Reynolds suggests millennial Thanksgiving turkey recipes, and we say no thanks

Enter the glitter turkey, the flavor-blasted turkey, and the Mountain Dew brine

Reynolds suggested some innovative turkey recipes this year, like the "Flavor Blasted Turkeys."
Photo courtesy/Reynolds

Turkey eaters have experimented with Thanksgiving recipes for years. 

We slow cook, instant pot, deep fry, oven bake, and microwave (just kidding). 

The tradition of Thanksgiving is predicated on a fabricated historical narrative anyway, so you have permission to experiment with flavors and rubs on your turkey during the holidays.

But this ... this we cannot allow. 

Reynolds decided millennials were being duped out of Thanksgiving by not giving them a turkey that represented who they truly are — like PC culture, complaining at work, not buying real estate, and destroying age-old food traditions forever (including Thanksgiving itself).

So, ahead of this year's holiday the company released a few "creative" and "unique" recipes to "Make your Thanksgiving turkey the coolest on Instagram" that may or may not involve a quick trip to the craft store.

THE FLAVOR-BLASTED

First, Reynolds suggests a "Hot Turkey," which seems harmless in its name.

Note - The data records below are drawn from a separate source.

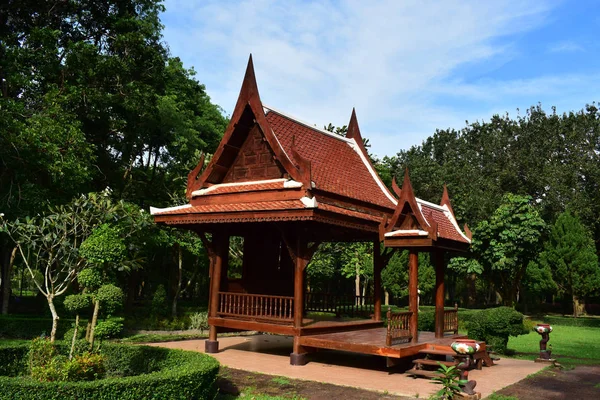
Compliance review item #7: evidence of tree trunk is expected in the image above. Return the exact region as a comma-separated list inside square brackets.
[2, 246, 18, 315]
[89, 300, 100, 350]
[467, 274, 477, 307]
[46, 294, 59, 343]
[69, 313, 79, 360]
[171, 244, 183, 318]
[125, 270, 140, 311]
[573, 295, 585, 318]
[354, 263, 360, 305]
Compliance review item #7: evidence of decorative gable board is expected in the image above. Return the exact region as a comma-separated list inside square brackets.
[223, 125, 285, 183]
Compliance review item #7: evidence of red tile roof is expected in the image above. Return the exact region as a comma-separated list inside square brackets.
[153, 200, 306, 216]
[420, 202, 469, 243]
[266, 108, 395, 209]
[193, 179, 287, 197]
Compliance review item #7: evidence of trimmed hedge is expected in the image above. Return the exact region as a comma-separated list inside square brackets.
[466, 307, 529, 353]
[542, 315, 600, 328]
[0, 343, 219, 400]
[0, 315, 75, 339]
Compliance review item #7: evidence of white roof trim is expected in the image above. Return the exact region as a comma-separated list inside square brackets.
[300, 196, 318, 208]
[192, 178, 288, 197]
[263, 104, 350, 142]
[442, 204, 471, 243]
[348, 138, 398, 205]
[385, 229, 429, 237]
[417, 199, 471, 243]
[150, 204, 192, 215]
[283, 179, 302, 189]
[417, 198, 449, 211]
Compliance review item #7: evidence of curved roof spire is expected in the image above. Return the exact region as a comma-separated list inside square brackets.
[346, 107, 369, 160]
[440, 183, 456, 218]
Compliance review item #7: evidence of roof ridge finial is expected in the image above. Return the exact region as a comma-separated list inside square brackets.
[346, 107, 362, 144]
[402, 167, 415, 197]
[239, 53, 260, 103]
[392, 176, 402, 198]
[440, 183, 456, 218]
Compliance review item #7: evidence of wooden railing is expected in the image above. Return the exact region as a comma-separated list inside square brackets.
[385, 309, 412, 346]
[217, 292, 294, 322]
[304, 293, 374, 317]
[444, 305, 458, 335]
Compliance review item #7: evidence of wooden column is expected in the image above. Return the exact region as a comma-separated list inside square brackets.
[431, 250, 446, 338]
[408, 249, 419, 343]
[290, 237, 308, 365]
[290, 236, 310, 365]
[373, 240, 383, 321]
[204, 233, 229, 353]
[294, 244, 306, 329]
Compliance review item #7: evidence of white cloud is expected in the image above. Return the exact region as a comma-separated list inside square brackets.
[548, 40, 585, 53]
[163, 0, 592, 155]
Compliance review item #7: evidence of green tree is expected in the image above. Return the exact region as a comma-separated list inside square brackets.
[473, 194, 546, 306]
[540, 211, 600, 317]
[0, 192, 117, 342]
[0, 0, 227, 308]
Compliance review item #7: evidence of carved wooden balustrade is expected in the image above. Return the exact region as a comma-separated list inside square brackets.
[217, 292, 294, 323]
[304, 292, 374, 317]
[385, 309, 412, 346]
[444, 305, 458, 335]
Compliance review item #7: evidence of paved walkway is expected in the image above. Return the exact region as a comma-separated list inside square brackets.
[154, 335, 545, 398]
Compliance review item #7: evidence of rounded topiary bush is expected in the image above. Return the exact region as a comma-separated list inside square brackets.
[0, 343, 219, 400]
[467, 307, 529, 353]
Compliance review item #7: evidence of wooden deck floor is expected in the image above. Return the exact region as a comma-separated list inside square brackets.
[300, 327, 466, 358]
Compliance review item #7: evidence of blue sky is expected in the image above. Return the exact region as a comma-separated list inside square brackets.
[161, 0, 600, 157]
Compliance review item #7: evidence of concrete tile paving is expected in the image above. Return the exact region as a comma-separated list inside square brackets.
[153, 335, 545, 398]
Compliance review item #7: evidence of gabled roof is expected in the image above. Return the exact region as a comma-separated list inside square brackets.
[380, 170, 471, 250]
[264, 106, 396, 209]
[152, 57, 396, 235]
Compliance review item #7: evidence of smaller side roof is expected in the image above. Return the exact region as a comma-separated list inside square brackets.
[380, 169, 471, 251]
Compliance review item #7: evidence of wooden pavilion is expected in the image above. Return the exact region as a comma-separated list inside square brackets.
[151, 57, 486, 365]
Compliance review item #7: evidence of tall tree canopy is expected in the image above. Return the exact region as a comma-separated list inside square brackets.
[473, 194, 546, 306]
[0, 0, 226, 217]
[541, 211, 600, 317]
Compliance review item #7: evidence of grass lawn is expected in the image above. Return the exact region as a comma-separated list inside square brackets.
[508, 326, 600, 364]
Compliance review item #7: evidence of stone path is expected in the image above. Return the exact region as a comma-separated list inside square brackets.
[152, 335, 545, 398]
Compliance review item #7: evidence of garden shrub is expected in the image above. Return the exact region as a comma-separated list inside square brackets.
[467, 307, 529, 353]
[190, 311, 208, 331]
[0, 342, 29, 376]
[152, 285, 169, 316]
[94, 318, 123, 340]
[0, 343, 219, 400]
[0, 315, 75, 339]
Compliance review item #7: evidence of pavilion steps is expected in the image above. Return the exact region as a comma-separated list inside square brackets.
[406, 346, 455, 379]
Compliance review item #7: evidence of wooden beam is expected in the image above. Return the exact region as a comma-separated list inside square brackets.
[431, 250, 446, 338]
[292, 236, 308, 329]
[373, 240, 384, 321]
[408, 249, 419, 343]
[207, 233, 229, 352]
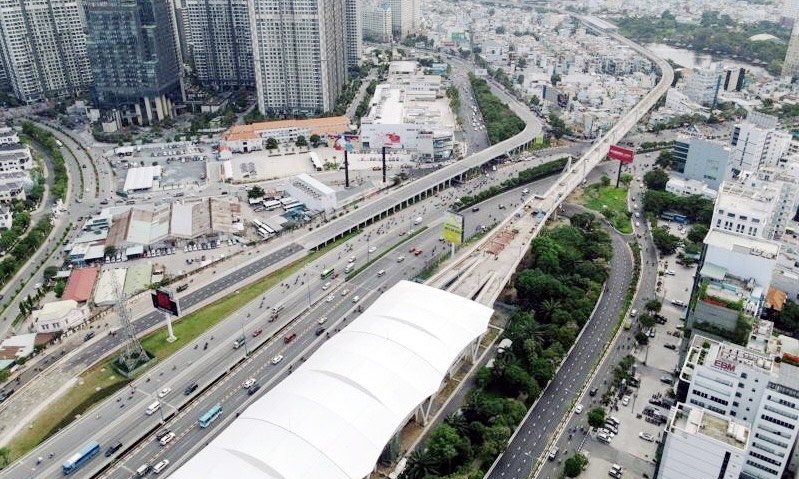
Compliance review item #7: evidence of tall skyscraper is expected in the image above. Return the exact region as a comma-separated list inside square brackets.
[84, 0, 180, 124]
[0, 0, 91, 103]
[248, 0, 348, 116]
[184, 0, 255, 88]
[782, 21, 799, 78]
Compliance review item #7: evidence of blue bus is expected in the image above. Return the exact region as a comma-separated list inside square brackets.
[199, 404, 222, 427]
[61, 441, 100, 476]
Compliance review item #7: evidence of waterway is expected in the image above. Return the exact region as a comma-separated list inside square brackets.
[646, 43, 772, 78]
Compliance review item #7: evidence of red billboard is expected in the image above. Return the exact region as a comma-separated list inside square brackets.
[608, 145, 635, 163]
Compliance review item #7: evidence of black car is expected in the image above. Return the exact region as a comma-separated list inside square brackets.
[183, 383, 199, 396]
[105, 441, 122, 457]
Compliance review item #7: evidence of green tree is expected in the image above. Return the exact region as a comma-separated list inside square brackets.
[644, 168, 669, 191]
[563, 453, 588, 477]
[247, 185, 266, 199]
[588, 407, 605, 428]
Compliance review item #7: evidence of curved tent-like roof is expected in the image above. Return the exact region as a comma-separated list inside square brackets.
[171, 281, 493, 479]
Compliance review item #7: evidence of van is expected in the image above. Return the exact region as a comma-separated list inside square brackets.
[144, 401, 161, 416]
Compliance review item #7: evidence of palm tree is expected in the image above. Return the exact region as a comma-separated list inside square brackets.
[400, 449, 438, 479]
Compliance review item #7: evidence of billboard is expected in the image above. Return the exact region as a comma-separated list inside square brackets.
[442, 211, 463, 244]
[151, 288, 180, 316]
[608, 145, 635, 163]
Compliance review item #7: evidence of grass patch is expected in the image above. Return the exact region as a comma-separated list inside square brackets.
[1, 244, 342, 462]
[583, 183, 633, 234]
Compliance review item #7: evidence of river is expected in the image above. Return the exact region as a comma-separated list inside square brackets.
[646, 43, 772, 78]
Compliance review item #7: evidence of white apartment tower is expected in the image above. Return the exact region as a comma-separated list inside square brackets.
[676, 334, 799, 479]
[183, 0, 255, 88]
[362, 3, 393, 43]
[248, 0, 352, 116]
[0, 0, 91, 103]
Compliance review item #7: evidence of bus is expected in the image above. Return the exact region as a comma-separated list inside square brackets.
[61, 441, 100, 476]
[320, 268, 334, 279]
[199, 404, 222, 427]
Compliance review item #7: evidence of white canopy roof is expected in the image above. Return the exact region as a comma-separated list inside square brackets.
[171, 281, 493, 479]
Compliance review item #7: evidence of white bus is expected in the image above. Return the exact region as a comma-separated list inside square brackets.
[144, 401, 161, 416]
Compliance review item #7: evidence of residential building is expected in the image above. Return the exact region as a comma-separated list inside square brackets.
[219, 116, 350, 153]
[183, 0, 255, 88]
[0, 0, 91, 103]
[726, 121, 791, 178]
[84, 0, 180, 124]
[782, 22, 799, 79]
[248, 0, 348, 116]
[657, 403, 751, 479]
[362, 3, 393, 43]
[674, 137, 731, 190]
[680, 332, 799, 479]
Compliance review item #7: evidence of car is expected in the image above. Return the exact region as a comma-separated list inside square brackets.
[158, 431, 175, 446]
[638, 432, 655, 442]
[183, 383, 199, 396]
[153, 459, 169, 474]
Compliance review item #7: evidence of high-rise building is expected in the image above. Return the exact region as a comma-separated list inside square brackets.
[782, 21, 799, 78]
[0, 0, 91, 103]
[362, 2, 393, 43]
[183, 0, 255, 88]
[84, 0, 180, 124]
[248, 0, 348, 116]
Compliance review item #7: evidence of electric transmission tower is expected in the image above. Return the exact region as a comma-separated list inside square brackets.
[111, 274, 149, 373]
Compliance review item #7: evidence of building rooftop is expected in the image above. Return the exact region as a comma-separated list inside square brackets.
[667, 403, 749, 450]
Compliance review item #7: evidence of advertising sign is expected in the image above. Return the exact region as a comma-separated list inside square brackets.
[608, 145, 635, 163]
[442, 211, 463, 244]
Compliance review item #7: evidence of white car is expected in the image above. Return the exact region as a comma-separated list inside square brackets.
[638, 432, 655, 442]
[159, 431, 175, 446]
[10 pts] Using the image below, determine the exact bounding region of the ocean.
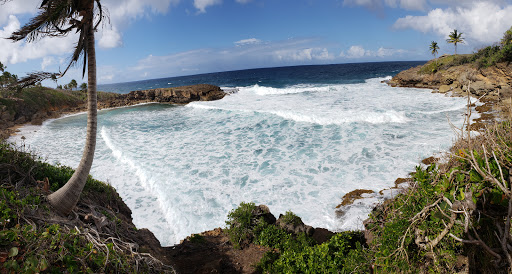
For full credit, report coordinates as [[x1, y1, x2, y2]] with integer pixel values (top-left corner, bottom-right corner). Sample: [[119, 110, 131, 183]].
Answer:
[[10, 62, 472, 246]]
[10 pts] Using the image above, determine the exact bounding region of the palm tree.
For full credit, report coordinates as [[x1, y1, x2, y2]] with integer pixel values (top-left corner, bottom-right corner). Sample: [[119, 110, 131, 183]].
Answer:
[[9, 0, 103, 215], [446, 29, 464, 55], [429, 41, 439, 67]]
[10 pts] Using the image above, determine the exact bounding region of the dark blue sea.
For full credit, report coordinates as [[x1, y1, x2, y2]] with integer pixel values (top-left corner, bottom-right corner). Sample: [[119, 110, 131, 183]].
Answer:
[[98, 61, 425, 93], [11, 62, 472, 245]]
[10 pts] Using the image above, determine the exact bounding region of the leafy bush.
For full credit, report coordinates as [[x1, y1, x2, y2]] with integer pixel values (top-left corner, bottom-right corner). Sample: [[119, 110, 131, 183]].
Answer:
[[226, 202, 256, 248]]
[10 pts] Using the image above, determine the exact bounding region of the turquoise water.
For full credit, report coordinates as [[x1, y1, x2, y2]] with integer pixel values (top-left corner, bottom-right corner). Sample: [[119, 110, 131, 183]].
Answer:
[[11, 63, 465, 245]]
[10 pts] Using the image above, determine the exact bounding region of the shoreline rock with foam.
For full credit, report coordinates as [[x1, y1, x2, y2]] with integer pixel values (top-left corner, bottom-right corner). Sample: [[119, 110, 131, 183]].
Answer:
[[0, 84, 227, 140]]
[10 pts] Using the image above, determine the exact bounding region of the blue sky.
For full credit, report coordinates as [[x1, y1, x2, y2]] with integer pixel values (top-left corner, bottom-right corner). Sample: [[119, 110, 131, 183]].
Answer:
[[0, 0, 512, 86]]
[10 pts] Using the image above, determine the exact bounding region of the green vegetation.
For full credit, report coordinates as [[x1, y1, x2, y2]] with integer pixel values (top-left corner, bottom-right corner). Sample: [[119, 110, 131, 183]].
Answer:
[[446, 29, 464, 55], [0, 143, 172, 273], [429, 41, 439, 72], [420, 28, 512, 74], [227, 121, 512, 273], [0, 62, 18, 91], [226, 203, 370, 273]]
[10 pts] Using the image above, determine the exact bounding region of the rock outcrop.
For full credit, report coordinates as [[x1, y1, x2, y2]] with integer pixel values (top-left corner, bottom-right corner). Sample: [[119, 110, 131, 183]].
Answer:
[[0, 84, 226, 140], [389, 61, 512, 100]]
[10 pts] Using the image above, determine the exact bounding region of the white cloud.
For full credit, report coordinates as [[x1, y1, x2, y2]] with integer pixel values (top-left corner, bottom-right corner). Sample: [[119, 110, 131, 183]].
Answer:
[[0, 0, 180, 67], [346, 46, 368, 58], [343, 0, 428, 10], [340, 45, 407, 59], [394, 1, 512, 45], [0, 0, 41, 26], [235, 38, 261, 47], [41, 56, 55, 70], [98, 28, 123, 49], [0, 15, 77, 64], [194, 0, 222, 13]]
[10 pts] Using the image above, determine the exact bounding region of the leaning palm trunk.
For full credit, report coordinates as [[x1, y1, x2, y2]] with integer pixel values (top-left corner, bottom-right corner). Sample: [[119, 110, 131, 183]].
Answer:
[[48, 19, 98, 215]]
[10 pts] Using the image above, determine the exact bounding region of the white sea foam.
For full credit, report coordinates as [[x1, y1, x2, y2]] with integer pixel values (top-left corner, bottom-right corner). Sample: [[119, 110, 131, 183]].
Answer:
[[9, 78, 472, 245]]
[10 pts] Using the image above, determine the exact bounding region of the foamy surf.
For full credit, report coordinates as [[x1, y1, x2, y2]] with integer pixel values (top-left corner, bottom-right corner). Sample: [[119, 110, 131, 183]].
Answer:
[[10, 70, 465, 245]]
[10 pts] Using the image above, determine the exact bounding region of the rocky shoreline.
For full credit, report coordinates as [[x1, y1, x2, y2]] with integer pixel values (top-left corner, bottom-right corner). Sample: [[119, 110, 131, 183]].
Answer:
[[387, 57, 512, 129], [0, 84, 227, 140], [4, 61, 512, 273]]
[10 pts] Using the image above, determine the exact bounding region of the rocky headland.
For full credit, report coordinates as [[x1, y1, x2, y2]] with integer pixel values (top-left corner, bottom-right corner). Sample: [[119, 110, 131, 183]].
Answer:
[[388, 56, 512, 129]]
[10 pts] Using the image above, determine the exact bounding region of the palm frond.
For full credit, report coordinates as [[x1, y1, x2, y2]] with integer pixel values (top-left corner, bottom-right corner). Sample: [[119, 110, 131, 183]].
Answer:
[[9, 0, 105, 77], [10, 71, 61, 88]]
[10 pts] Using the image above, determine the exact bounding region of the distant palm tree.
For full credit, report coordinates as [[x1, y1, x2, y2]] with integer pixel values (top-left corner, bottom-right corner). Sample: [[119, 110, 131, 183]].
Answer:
[[446, 29, 464, 55], [8, 0, 103, 215], [429, 41, 439, 67]]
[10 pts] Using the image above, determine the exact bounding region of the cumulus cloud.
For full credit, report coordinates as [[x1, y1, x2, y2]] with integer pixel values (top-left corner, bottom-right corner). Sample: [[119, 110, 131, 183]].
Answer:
[[343, 0, 428, 10], [123, 38, 337, 79], [0, 15, 77, 64], [41, 56, 55, 70], [194, 0, 222, 13], [0, 0, 180, 67], [98, 28, 123, 49], [340, 45, 407, 59], [0, 0, 41, 26], [235, 38, 261, 47], [394, 1, 512, 44]]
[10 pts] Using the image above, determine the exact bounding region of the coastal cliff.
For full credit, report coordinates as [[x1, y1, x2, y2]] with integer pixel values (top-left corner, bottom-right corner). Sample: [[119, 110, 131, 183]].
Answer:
[[389, 56, 512, 100]]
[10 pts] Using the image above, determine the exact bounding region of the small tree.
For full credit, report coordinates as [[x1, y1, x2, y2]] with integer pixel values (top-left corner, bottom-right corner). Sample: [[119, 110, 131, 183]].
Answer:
[[430, 41, 439, 67], [501, 27, 512, 47], [68, 79, 78, 90], [446, 29, 464, 55]]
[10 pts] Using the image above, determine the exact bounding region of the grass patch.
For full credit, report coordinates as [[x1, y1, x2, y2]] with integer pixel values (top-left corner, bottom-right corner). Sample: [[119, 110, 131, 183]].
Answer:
[[0, 143, 172, 273]]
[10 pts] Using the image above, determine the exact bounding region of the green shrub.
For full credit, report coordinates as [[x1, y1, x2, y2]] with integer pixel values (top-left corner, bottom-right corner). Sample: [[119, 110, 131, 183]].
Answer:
[[226, 202, 256, 248]]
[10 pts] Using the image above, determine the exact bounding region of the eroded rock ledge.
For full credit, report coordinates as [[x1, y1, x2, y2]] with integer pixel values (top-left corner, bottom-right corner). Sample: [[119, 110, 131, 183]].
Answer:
[[389, 61, 512, 100]]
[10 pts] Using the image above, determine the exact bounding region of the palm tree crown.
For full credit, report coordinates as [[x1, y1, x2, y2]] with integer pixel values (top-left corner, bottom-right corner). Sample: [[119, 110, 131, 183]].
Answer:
[[429, 41, 439, 57], [446, 29, 464, 55], [7, 0, 103, 214]]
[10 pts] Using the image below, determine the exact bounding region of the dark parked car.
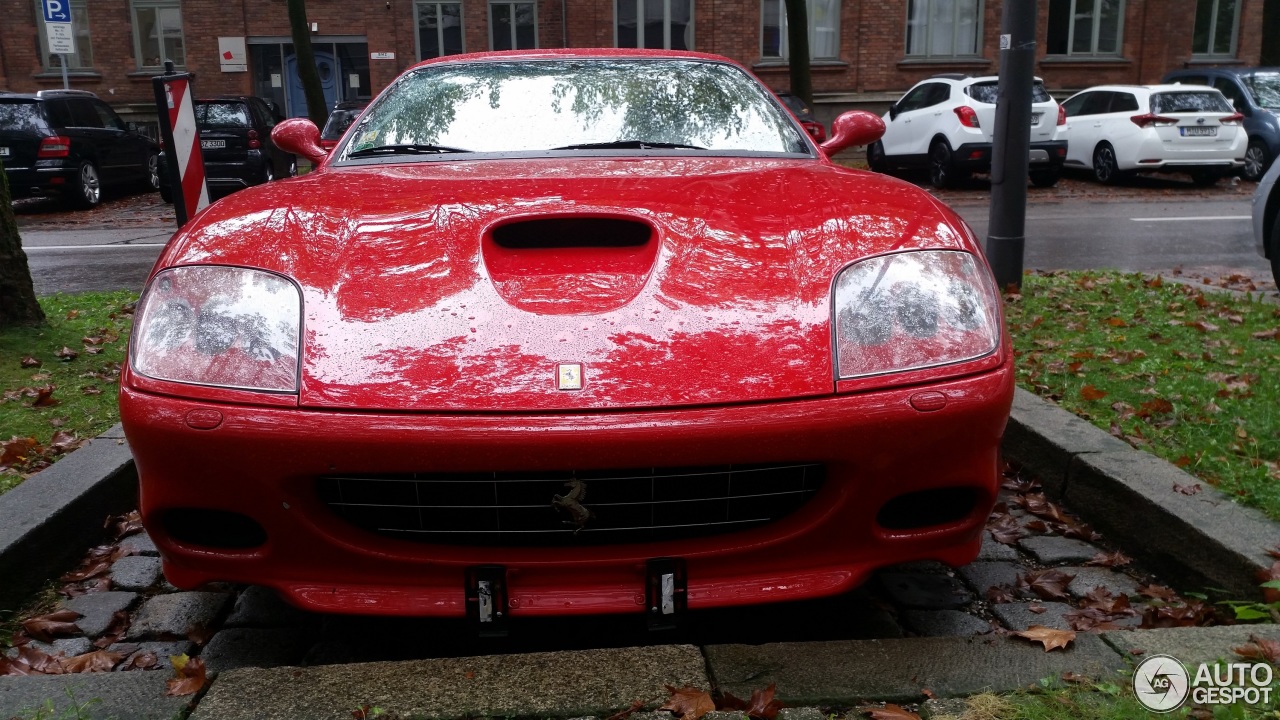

But little did you know this turkey calls for "hot puffed cheese sticks" to be crushed and rolled onto the skin. Oh, and use those leftovers for garnish. 

Next up is "Ranch Flavored," which calls for "ranch-flavored corn chips," (so, Doritos) to be crushed and coated on with butter. 

Prefer an off-brand, underground taste? They suggest the "Onion Flavored," which, yep you guessed it, involves some sort of "onion-flavored ring" chip to be pulverized in a food processor and coated onto the animal carcass. 

THE ACIDIC BRINE

Flavor-blasted sound too salty for your dinner table? Let's move on to the "Mountain Dew Brine." This one asks that you let the turkey sit overnight in Mountain Dew, salt, and water. Healthy!

THE SHINY AND COMPLICATED

My personal favorite. The millennial "Glitter Turkey" is made by adding something called Gum-Tex powder, food coloring, and liquid pearl sheen.

I'll leave the how-to video that walks you through the recipe below, but I'd like to point out a few things about this recipe specifically. 

First, Gum-Tex powder is what makes fondant and gumpaste elastic and strong. Despite its name, it is edible. The recipe instructs you to mix the powder with water and boil, add food coloring, then spread the paste-like substance onto foil and let it harden before you bake for 30 minutes. After that, break the monstrosity up into pieces and put it into a coffee grinder. 

Then can you only sprinkle this onto the turkey.

Oh, but the recipe recommends making 12 to 16 individual batches of this to cover a 16-pound turkey. THEN you can prepare the actual food. 

Whoever says millennials are lazy has never seen this recipe.

In case you're actually considering trying to make a glitter turkey, please, don't do that. 

And one more thing you shouldn't do this Thanksgiving holiday, while you're here: ambrosia salad.